McEwen Mining Inc. (TSX:MUX,NYSE:MUX) announced the results of an updated preliminary economic assessment (PEA) for its Argentina-based Los Azules copper project, commenting that the results show that the project has the potential to become one of the world’s biggest and lowest-cost copper mines.
PEA highlights include:
- Pre-tax Net Present Value (“NPV”) of $3.0 billion (8% discount rate) and an Internal Rate of Return (“IRR”) of 17.6%.
- After-tax NPV of $1.7 billion (8% discount rate) and an IRR of 14.3%.
- Annual copper production during years 1-5 to average 255,000 tonnes (563 million lbs), which would have placed it in the top 3%1 of copper mines in the world during 2012. Life of mine (“LOM”) annual copper production to average 171,000 tonnes (377 million lbs) over 35 years.
- Cash operating costs during years 1-5 to average $0.87/lb copper (net of gold by-product), placing it in the bottom 14%1 in the world during 2012. Cash operating costs over entire mine life to average $1.08/lb copper (net of gold by-product).
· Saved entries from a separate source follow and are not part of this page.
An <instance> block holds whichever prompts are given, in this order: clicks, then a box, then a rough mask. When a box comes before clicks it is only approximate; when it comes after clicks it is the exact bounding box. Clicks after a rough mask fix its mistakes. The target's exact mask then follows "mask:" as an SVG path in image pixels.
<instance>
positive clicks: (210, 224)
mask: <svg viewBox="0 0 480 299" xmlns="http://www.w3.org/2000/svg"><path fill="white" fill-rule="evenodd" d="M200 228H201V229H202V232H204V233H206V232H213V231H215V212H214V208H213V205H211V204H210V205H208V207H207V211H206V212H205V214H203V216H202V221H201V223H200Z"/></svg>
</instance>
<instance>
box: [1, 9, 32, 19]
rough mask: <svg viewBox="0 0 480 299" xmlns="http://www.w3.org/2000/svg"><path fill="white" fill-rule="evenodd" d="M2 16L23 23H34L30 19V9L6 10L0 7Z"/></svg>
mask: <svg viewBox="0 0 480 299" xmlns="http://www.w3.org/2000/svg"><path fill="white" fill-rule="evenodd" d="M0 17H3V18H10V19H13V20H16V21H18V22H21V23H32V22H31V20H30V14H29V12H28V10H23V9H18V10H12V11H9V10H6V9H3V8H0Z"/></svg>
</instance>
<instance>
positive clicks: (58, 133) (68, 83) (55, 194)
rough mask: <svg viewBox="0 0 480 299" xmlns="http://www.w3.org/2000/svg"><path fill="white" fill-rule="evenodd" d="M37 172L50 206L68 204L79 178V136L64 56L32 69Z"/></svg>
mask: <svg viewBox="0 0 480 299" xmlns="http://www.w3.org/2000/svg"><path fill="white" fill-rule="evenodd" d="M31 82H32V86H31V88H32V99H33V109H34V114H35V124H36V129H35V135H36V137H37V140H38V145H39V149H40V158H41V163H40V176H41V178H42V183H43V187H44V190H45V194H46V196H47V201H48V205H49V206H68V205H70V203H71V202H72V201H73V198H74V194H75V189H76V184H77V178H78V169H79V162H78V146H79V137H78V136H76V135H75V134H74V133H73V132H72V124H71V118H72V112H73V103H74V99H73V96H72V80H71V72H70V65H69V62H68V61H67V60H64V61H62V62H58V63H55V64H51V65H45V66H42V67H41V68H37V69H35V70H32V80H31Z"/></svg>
- Indicated resource of 5.4 billion pounds of copper and 0.8 million ounces of gold and Inferred resource of 14.3 billion pounds of copper and 2.6 million ounces of gold (please see Table 2 below for resource details).
- Initial capital costs to construct the mine and a 120,000 tonnes per day (“tpd”) process plant have been estimated at $3.9 billion.
- Capital payback on a pre-tax basis has been estimated at 3.8 years at $3.00/lb copper and $1,300/oz gold.